Although management agrees with the spirit of recommendation 2 ([i] to rebalance investments to have greater emphasis on nutrition-specific interventions and [ii] to increase the focus on social norms interventions and behavior changes, with more attention to tracking expected achievements to improve nutrition determinants), management will continue to be guided by global evidence. Global evidence, compiled in The Lancet Series (2008, 2013, 2021), suggests that nutrition-specific interventions may be more effective when complemented with nutrition-sensitive interventions, and vice versa, and this is the approach that the World Bank plans to continue pursuing, depending on specific country contexts. Management therefore finds the word rebalancing somewhat ambiguous, as it suggests that greater emphasis on nutrition-specific interventions is required. Management also believes that in the case of social norms and behavioral change interventions, the World Bank should also follow global best practices. Management agrees with the report’s finding that greater focus on changing social norms is needed but also notes that inducing impactful behavioral change requires a long-term multifaceted engagement informed by evidence. Although there is consensus on the need to do more in relation to social norms, the evidence base to support country-level changes is still evolving. Best practice evidence suggests that increasing investments in evidence-based nutrition-specific interventions complemented with nutrition-sensitive sectors is paramount to improving nutrition outcomes, in addition to scaling-up interventions to address social norms.
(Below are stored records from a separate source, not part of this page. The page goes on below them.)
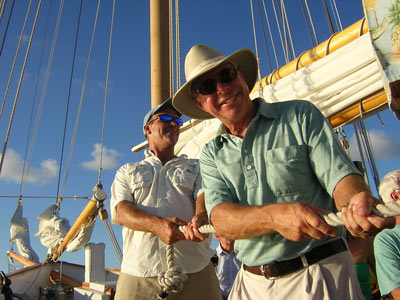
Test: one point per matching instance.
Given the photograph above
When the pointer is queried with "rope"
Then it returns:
(264, 36)
(19, 84)
(172, 279)
(285, 54)
(270, 34)
(6, 29)
(256, 48)
(15, 58)
(105, 93)
(29, 146)
(80, 102)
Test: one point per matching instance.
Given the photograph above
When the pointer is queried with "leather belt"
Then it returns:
(285, 267)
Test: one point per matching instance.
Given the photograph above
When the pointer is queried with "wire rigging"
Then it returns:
(15, 59)
(80, 104)
(19, 85)
(270, 34)
(106, 92)
(68, 100)
(264, 36)
(6, 29)
(29, 146)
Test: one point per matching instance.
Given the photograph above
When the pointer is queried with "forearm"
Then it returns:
(347, 188)
(238, 222)
(133, 218)
(200, 205)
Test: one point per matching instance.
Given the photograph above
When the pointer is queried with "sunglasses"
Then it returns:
(209, 86)
(167, 119)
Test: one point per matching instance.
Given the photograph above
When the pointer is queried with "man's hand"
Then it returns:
(167, 229)
(357, 218)
(192, 232)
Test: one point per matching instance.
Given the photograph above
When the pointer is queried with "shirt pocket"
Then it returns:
(140, 178)
(184, 177)
(288, 170)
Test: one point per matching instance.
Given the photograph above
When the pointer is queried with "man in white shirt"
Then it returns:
(151, 199)
(227, 264)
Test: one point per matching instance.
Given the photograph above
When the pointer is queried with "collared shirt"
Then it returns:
(226, 270)
(289, 153)
(387, 257)
(164, 191)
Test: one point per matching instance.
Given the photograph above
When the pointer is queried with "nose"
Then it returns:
(223, 87)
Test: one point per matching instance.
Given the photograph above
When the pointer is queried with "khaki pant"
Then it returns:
(332, 278)
(199, 286)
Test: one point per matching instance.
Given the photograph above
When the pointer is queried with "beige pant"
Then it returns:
(199, 286)
(331, 278)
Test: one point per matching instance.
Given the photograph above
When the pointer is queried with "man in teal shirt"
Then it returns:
(268, 176)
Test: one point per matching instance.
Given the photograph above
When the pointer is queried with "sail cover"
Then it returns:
(384, 24)
(19, 233)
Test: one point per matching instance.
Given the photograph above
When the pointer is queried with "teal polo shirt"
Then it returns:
(289, 153)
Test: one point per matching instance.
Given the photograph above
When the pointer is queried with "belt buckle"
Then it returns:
(262, 268)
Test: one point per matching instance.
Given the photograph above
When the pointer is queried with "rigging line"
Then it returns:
(2, 7)
(289, 33)
(80, 103)
(328, 17)
(280, 33)
(270, 34)
(19, 85)
(311, 21)
(370, 153)
(177, 46)
(106, 91)
(264, 36)
(358, 139)
(44, 88)
(68, 99)
(6, 29)
(29, 149)
(313, 43)
(336, 14)
(171, 49)
(15, 58)
(255, 41)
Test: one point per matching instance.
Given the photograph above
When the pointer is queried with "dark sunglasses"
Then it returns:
(168, 119)
(209, 86)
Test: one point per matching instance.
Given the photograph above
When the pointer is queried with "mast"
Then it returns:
(159, 51)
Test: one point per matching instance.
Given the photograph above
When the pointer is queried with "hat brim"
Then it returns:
(182, 100)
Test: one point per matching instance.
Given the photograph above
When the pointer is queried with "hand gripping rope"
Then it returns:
(172, 279)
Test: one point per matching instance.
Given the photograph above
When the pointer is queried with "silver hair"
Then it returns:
(389, 184)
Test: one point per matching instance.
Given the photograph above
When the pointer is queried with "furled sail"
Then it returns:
(19, 232)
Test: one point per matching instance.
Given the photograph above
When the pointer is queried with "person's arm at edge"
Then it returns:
(353, 198)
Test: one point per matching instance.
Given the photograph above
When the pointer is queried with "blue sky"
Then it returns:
(225, 25)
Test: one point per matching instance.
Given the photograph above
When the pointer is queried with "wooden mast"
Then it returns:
(159, 51)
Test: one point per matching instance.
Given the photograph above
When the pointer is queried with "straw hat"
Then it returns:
(201, 59)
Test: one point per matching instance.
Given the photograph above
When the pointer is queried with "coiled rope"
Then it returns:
(172, 279)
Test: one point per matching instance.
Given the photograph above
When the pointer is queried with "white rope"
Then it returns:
(172, 279)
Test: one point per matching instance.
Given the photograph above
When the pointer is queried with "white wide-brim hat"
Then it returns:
(201, 59)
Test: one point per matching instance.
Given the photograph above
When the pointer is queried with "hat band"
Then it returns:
(204, 65)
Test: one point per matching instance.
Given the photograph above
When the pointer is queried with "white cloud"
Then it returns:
(13, 165)
(385, 147)
(109, 160)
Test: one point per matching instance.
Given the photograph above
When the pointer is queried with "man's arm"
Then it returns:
(200, 218)
(165, 228)
(396, 293)
(295, 221)
(353, 197)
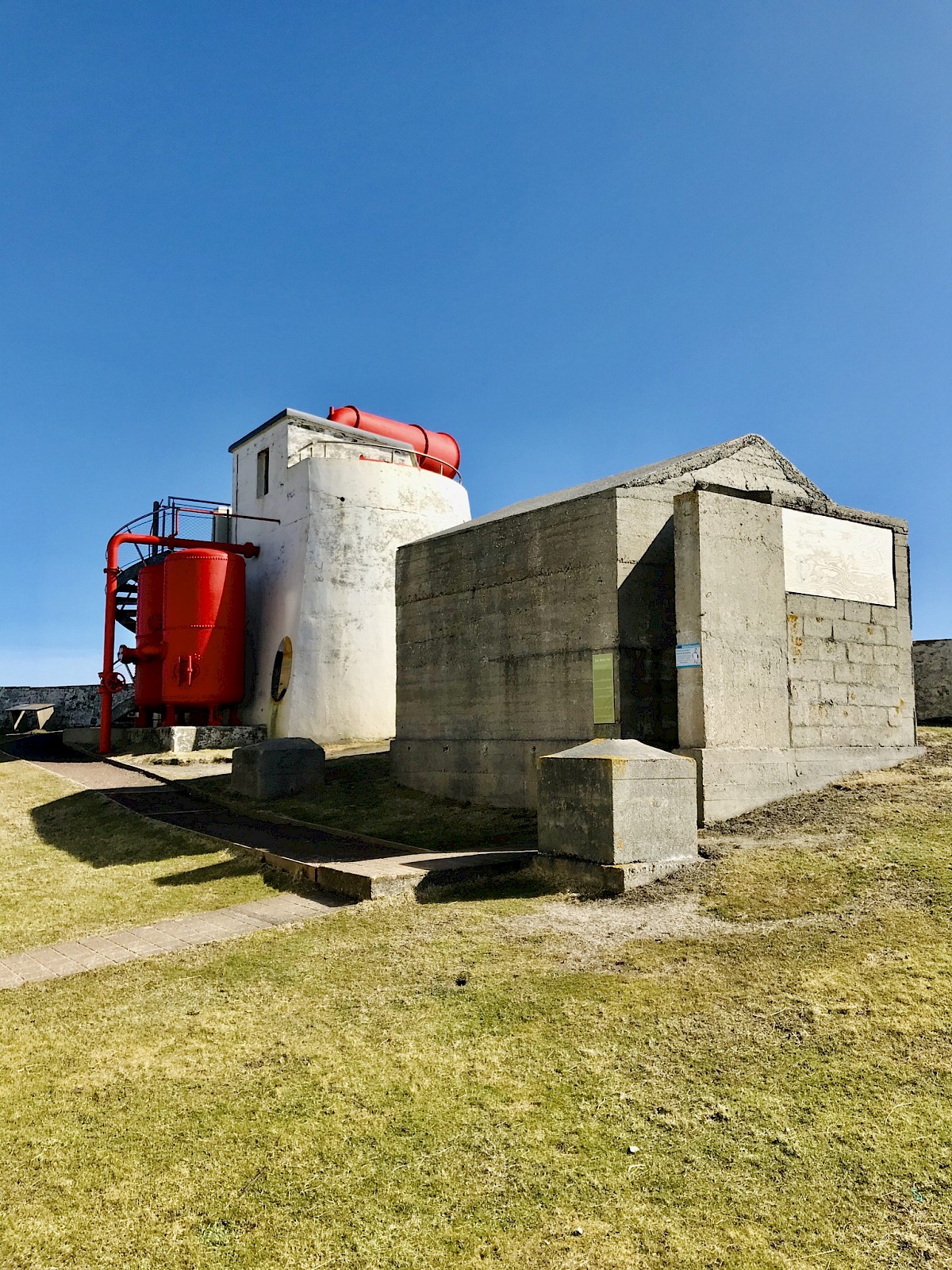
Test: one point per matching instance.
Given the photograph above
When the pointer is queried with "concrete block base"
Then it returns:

In addition, in many country contexts, other local or international partners that have a larger presence in the field may have a greater comparative advantage than the World Bank in changing social norms, and these changes may in fact be catalyzed by their complementary projects. Further, as stated above, it is important to note that social norms take a very long time to change and cannot realistically be measured within the time frame of World Bank projects, particularly considering the lack of globally validated indicators for measuring social norms. Several World Bank projects are now pioneering measurement of nutrition outcomes, and management will continue to support such efforts, in the quest for increased outcome orientation.
- Through simulations, the 2020 Human Capital Index report shows that without any remediation, a decade of human capital gain could be reversed by the pandemic with a 0.44 percent drop in the index globally, and up to 0.73 percent loss in low income countries. (See World Bank. 2020. The Human Capital Index 2020 Update: Human Capital in the Time of Covid-19.)
- “Almost 40 percent of World Bank support is institutional strengthening, especially aimed at improved nutrition service delivery, such as quality assurance approaches, capacity building, and performance-based systems” (14).